Emulating Window Functions in MySQL 5.7
One of MySQL 8’s biggest improvements is the support of window functions. As I always said in conferences, there’s SQL before window functions and SQL after window functions. Once you start using them, you’ll use them everywhere. Some of you poor souls are unfortunate enough to be stuck on MySQL 5.7, either of your own … Continue reading Emulating Window Functions in MySQL 5.7 →
Emulating Window Functions in MySQL 5.7
Posted on January 20, 2023May 24, 2024 by lukaseder
One of MySQL 8’s biggest improvements is the support of window functions. As I always said in conferences, there’s SQL before window functions and SQL after window functions. Once you start using them, you’ll use them everywhere.
Some of you poor souls are unfortunate enough to be stuck on MySQL 5.7, either of your own choosing, or because you’re using a clone / fork that is still 5.7 compatible.
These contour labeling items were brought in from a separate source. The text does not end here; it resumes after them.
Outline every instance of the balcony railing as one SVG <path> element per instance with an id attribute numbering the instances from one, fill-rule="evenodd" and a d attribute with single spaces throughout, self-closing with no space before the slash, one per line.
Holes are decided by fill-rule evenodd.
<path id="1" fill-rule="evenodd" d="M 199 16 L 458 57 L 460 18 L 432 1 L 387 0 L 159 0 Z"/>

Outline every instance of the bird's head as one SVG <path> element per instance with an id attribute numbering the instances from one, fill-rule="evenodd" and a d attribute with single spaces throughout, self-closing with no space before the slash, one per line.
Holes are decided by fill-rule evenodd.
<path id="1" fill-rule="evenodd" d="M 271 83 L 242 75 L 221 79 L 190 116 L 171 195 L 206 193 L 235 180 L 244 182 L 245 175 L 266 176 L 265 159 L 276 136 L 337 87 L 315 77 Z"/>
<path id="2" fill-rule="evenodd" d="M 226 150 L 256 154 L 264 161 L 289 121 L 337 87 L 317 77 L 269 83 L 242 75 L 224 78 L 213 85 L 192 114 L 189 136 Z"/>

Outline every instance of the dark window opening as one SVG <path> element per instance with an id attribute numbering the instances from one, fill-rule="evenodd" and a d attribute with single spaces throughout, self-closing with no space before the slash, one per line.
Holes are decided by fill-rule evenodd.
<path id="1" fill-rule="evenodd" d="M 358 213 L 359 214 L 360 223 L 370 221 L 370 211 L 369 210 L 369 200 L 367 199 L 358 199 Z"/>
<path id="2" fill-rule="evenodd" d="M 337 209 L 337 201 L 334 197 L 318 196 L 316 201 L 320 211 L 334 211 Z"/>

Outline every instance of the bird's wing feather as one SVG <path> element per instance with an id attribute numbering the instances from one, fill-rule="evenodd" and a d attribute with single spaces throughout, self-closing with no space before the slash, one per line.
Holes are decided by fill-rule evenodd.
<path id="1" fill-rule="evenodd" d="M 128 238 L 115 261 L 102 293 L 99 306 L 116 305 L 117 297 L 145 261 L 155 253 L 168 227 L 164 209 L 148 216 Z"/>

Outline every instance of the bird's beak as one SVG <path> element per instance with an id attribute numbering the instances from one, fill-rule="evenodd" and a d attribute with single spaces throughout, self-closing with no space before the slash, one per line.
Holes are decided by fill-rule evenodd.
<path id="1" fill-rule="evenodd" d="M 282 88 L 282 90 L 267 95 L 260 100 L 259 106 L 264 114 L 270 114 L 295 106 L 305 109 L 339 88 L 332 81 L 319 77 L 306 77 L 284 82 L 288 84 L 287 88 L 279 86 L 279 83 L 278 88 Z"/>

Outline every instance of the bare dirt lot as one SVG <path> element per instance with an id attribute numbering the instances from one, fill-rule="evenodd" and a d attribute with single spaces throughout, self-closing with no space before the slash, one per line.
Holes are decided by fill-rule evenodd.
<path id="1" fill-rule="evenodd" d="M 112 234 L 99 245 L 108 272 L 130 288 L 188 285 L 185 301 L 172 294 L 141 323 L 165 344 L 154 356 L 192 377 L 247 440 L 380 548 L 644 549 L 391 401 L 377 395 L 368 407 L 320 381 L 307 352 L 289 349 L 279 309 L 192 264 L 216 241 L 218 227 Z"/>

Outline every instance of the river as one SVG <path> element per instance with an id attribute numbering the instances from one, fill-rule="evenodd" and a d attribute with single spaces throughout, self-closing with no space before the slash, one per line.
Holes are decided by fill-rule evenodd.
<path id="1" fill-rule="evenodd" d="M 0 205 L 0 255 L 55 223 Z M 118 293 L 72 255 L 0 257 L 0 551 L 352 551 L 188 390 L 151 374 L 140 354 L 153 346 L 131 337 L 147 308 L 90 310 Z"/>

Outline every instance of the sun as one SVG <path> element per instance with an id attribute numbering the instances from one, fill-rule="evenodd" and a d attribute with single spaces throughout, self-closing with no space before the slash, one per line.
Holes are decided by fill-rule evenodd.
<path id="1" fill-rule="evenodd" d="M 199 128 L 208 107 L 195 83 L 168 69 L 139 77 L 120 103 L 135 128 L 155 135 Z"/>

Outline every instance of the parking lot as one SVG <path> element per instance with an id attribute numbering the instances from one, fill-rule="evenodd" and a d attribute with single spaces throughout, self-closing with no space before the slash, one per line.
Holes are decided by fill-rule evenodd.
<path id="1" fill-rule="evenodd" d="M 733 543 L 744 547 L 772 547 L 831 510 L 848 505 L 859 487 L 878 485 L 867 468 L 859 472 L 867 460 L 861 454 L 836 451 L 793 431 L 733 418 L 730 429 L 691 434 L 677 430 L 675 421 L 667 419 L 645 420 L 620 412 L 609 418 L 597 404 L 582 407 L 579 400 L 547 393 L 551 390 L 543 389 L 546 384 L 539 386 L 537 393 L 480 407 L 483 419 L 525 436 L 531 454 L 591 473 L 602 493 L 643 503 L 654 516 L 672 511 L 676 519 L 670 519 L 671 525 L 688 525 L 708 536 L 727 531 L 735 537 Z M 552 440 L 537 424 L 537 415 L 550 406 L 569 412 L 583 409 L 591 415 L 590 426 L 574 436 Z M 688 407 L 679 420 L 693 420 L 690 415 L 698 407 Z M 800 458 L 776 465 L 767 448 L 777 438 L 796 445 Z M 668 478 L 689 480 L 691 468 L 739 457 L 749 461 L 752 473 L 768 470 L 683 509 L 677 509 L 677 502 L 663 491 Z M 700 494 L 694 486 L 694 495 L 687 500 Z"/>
While for most people, this blog post is just for your amusement, or nostalgia, for some of you this post will be quite useful.
Using local variables
A lot of Stack Overflow questions or blog posts out there show the same old trick using local variables. In a procedural context, local variables make perfect sense. For example, this statement batch.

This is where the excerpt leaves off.